// SPDX-License-Identifier: GPL-3.0-only
// RLX — versatile ML compiler + runtime.
// Copyright (C) 2026 Eugene Hauptmann, Nataliya Kosmyna.
// ─── Batched dense LU + solve, f32, one threadgroup per system ─────
//
// Workload shape that motivates this kernel:
// A: [B, n, n] — B independent dense systems
// b: [B, n] — per-system RHS
// x: [B, n] — per-system solution
// with B in the thousands and n in 10..NMAX — the eda-mna Monte-Carlo
// case after the per-draw MNA system is batched along axis 0.
//
// One MLX threadgroup handles one system. Each thread owns one row.
// Capacity bound: A_local + b_local must fit in threadgroup memory
// (32 KB on M-series).

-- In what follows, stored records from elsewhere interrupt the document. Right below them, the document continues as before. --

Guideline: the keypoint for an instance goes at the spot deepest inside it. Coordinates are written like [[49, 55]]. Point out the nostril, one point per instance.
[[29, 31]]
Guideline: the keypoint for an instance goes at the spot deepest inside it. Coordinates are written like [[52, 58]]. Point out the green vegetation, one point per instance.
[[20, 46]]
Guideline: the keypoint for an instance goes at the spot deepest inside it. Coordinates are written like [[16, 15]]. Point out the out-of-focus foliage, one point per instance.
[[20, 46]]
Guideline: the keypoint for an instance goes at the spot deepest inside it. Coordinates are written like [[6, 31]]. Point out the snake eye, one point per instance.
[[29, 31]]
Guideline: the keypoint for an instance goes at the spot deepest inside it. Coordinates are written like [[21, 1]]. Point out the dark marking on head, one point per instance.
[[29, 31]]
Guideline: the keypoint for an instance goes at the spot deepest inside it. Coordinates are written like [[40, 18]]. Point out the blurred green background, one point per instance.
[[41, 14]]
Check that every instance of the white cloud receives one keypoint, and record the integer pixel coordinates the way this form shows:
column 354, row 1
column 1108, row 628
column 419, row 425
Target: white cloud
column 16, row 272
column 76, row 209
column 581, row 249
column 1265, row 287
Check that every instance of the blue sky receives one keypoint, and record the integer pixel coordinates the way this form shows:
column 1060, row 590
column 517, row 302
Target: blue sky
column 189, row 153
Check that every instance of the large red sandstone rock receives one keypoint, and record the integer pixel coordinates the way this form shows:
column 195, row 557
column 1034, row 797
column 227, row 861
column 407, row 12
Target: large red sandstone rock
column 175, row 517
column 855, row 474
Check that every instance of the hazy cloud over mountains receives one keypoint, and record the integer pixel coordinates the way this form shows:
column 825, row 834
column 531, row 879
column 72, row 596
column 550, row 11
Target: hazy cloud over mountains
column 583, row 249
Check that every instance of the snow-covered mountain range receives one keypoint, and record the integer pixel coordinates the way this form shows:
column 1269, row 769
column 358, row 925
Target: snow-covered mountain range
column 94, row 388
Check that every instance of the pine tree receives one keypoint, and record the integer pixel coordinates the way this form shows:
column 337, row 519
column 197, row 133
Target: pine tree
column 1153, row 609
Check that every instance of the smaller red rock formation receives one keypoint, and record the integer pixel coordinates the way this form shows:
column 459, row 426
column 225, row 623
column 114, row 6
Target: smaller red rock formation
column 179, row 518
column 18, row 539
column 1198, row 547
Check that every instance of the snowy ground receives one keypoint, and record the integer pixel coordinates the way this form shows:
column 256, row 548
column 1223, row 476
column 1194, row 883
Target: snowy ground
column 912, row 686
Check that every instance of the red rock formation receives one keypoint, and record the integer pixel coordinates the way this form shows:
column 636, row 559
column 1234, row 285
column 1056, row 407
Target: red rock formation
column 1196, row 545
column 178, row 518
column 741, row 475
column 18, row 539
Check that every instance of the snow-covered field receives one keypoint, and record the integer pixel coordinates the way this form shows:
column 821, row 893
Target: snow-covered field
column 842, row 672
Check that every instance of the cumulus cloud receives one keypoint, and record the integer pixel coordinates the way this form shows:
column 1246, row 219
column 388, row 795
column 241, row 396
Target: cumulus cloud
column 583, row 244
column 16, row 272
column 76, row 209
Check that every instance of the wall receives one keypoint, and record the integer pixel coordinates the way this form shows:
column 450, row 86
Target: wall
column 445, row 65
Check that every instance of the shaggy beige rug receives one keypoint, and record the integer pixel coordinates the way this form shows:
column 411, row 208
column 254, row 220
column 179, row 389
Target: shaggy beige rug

At f32 that's n² + n ≤ 8192 floats ⇒ n ≤ 90.
//
// **Algorithm:** Doolittle LU **with partial pivoting**, then forward
// + back substitution. Per-step pivot: tid 0 scans column k for the
// row with maximum |A[i,k]|, swaps that row with row k, then all
// threads cooperate on the rank-1 elimination. The pivot search +
// swap is serial on tid 0 — for n ≤ NMAX this is O(n) work per step
// against O(n) threads doing real elimination work in parallel after
// the barrier, so the serial bit is bounded and not the bottleneck.
// (For larger n a SIMD-reduction argmax would matter; out of scope
// for this kernel.)
//
// MLX dispatch contract (set on the host side):
// grid = (B, 1, 1)
// threadgroup = (n, 1, 1)
//
// MLX-binding contract:
// • Source is the **body** of the kernel function. MLX wraps it in
// `[[kernel]] void custom_kernel_<name>(...)` with parameters
// auto-generated from input/output names + dtypes.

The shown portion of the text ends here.